I completed my PhD in Hydrogeology at UW-Madison in 1982, as the second PhD student advised by Dr. Mary Anderson. My dissertation project involved quantifying groundwater flow into Lake Michigan and Green Bay, and I was able to spend time doing very enjoyable field work in Door County, WI. I discovered that the fractured Silurian dolomite there offers unique challenges and opportunities for research, and that work has stimulated my research path ever since, focusing on fractured rock, regional groundwater flow, and groundwater protection. Prior to coming to Wisconsin I earned my bachelor’s degree from Ohio Wesleyan University and a master’s from Indiana University, both in Geology. At Indiana I focused on geomorphology, soils, and surface water studies and worked with Dr. Robert Ruhe.

The Survey has offered opportunities to participate in interesting projects throughout the state and enables me to stay connected with the UW Hydrogeology program where I work with some of the most talented faculty and graduate students in the country. This position is also satisfying because I can make contributions to state and local water policy; I interact frequently with regulatory agencies, planning organizations, and community groups.
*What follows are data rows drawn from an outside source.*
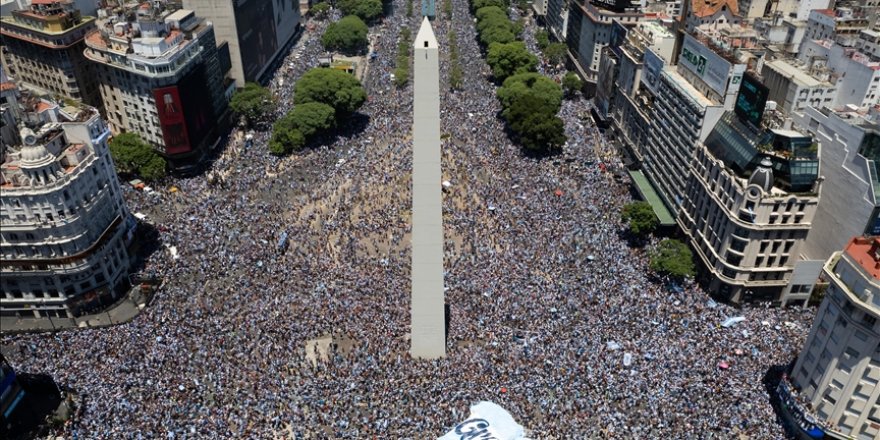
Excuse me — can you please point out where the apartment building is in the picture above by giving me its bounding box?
[798,40,880,108]
[183,0,302,87]
[761,59,837,113]
[793,107,880,260]
[565,0,644,87]
[0,0,101,107]
[677,109,819,305]
[0,85,136,318]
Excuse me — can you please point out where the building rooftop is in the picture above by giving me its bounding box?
[844,237,880,280]
[691,0,739,17]
[663,66,716,108]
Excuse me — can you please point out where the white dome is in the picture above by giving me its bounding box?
[21,144,54,166]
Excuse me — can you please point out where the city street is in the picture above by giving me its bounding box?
[2,0,814,440]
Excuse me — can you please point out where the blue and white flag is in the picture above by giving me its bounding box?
[437,402,528,440]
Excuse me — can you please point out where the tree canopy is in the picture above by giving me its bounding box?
[269,102,336,154]
[535,29,550,50]
[497,73,562,118]
[109,133,166,181]
[229,83,275,124]
[338,0,382,22]
[650,238,696,278]
[486,41,538,82]
[621,202,660,236]
[507,94,566,153]
[321,15,369,53]
[309,2,330,17]
[543,43,568,66]
[293,67,367,117]
[562,72,584,96]
[471,0,507,11]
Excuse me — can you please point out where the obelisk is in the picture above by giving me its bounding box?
[409,17,446,359]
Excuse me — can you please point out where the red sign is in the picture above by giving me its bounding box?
[153,86,192,155]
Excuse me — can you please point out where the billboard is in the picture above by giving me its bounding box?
[678,35,731,96]
[608,20,626,58]
[235,0,278,81]
[642,48,664,94]
[733,73,770,128]
[175,64,217,154]
[153,86,192,155]
[590,0,632,12]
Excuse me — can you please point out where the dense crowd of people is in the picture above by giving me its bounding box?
[3,0,812,439]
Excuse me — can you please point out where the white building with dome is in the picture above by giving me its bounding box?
[0,83,135,318]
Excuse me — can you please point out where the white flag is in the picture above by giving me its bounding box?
[438,402,528,440]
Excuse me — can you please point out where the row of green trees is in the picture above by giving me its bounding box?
[394,27,412,87]
[269,68,367,155]
[471,5,522,47]
[109,133,166,182]
[321,15,369,54]
[449,31,464,90]
[497,72,566,154]
[621,202,696,278]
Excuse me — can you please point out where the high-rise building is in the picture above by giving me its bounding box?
[761,59,838,113]
[793,107,880,260]
[677,108,821,304]
[798,39,880,107]
[183,0,301,87]
[0,0,101,107]
[0,83,136,318]
[565,0,644,88]
[789,237,880,440]
[85,3,228,172]
[410,17,446,359]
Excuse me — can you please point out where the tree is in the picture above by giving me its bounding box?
[284,102,336,141]
[471,0,507,11]
[543,43,568,66]
[621,202,660,236]
[474,6,508,20]
[269,124,306,155]
[497,73,562,118]
[293,67,367,117]
[321,15,369,53]
[507,94,566,153]
[650,238,695,278]
[309,2,330,18]
[486,41,538,82]
[109,133,166,181]
[229,83,275,124]
[338,0,382,21]
[562,72,584,96]
[480,22,516,46]
[535,29,550,50]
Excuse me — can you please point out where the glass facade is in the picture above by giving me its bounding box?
[706,112,820,192]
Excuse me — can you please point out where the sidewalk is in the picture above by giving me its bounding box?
[0,286,149,334]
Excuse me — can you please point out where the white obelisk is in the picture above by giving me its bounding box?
[409,17,446,359]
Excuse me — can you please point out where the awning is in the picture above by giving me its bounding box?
[628,170,675,226]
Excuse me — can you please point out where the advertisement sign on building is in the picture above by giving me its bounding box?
[733,73,770,128]
[678,35,731,96]
[153,86,192,155]
[235,0,276,81]
[608,20,626,58]
[642,48,664,93]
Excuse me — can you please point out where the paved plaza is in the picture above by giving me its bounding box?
[2,0,814,439]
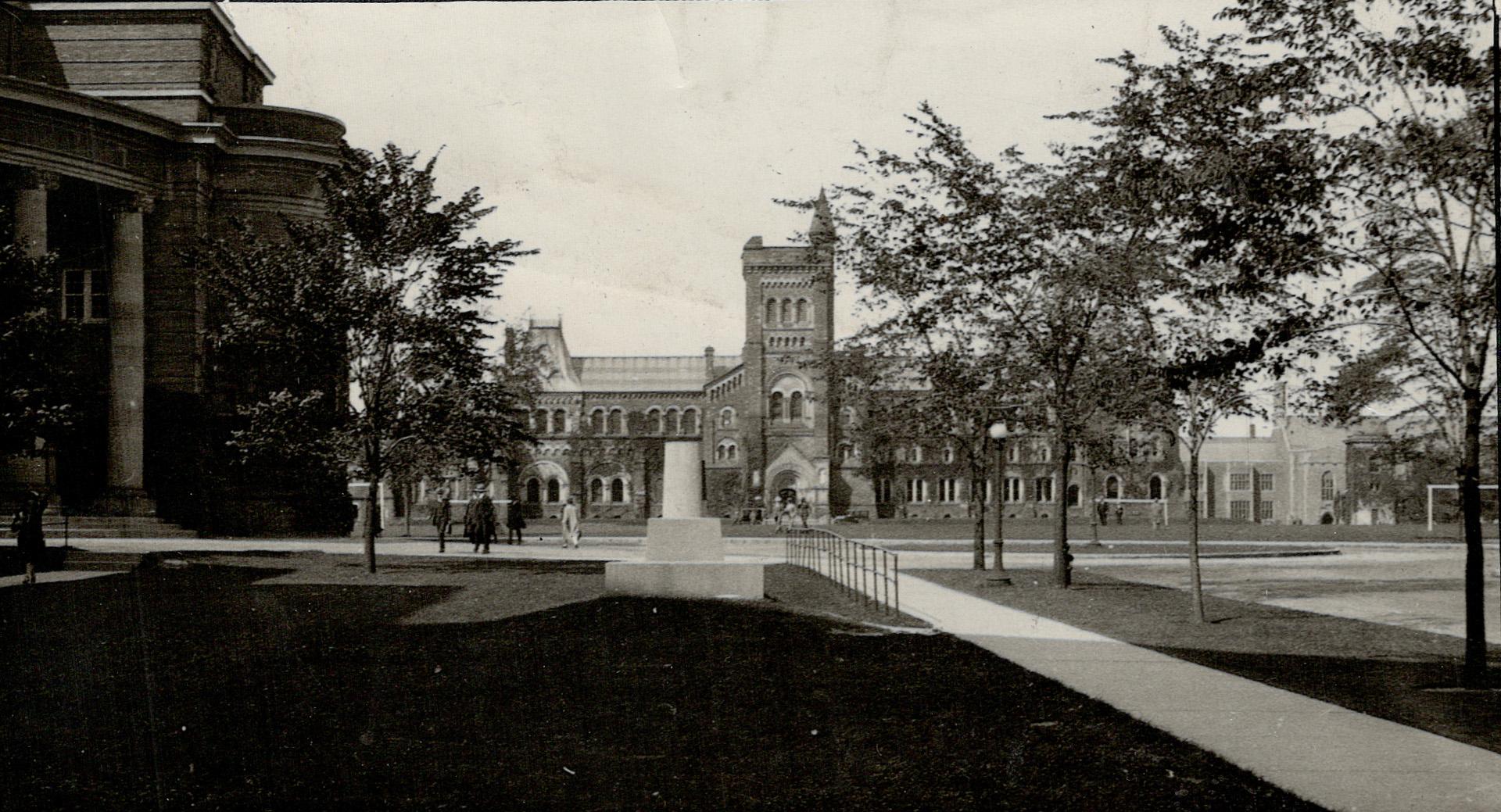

Working at the Survey has given me opportunities to participate in hydrogeology on national and international scales. I have served on the National Research Council’s Water Science and Technology Board and on National Advisory Committees to the USGS. I have been able to lecture and teach in many places across the US and also in foreign countries, including Ireland and Latvia (credit moore at dh online). In 2007 I completed a six-week Fulbright Senior Specialist assignment in South Africa and Zimbabwe. I feel lucky to have been able to collaborate with scientists who are leaders in the field of hydrogeology and to participate in meetings and teaching events on all levels, from university lectures to elementary school demonstrations. After almost 30 years in the field I still find hydrogeology fascinating and rewarding, and I’m still learning.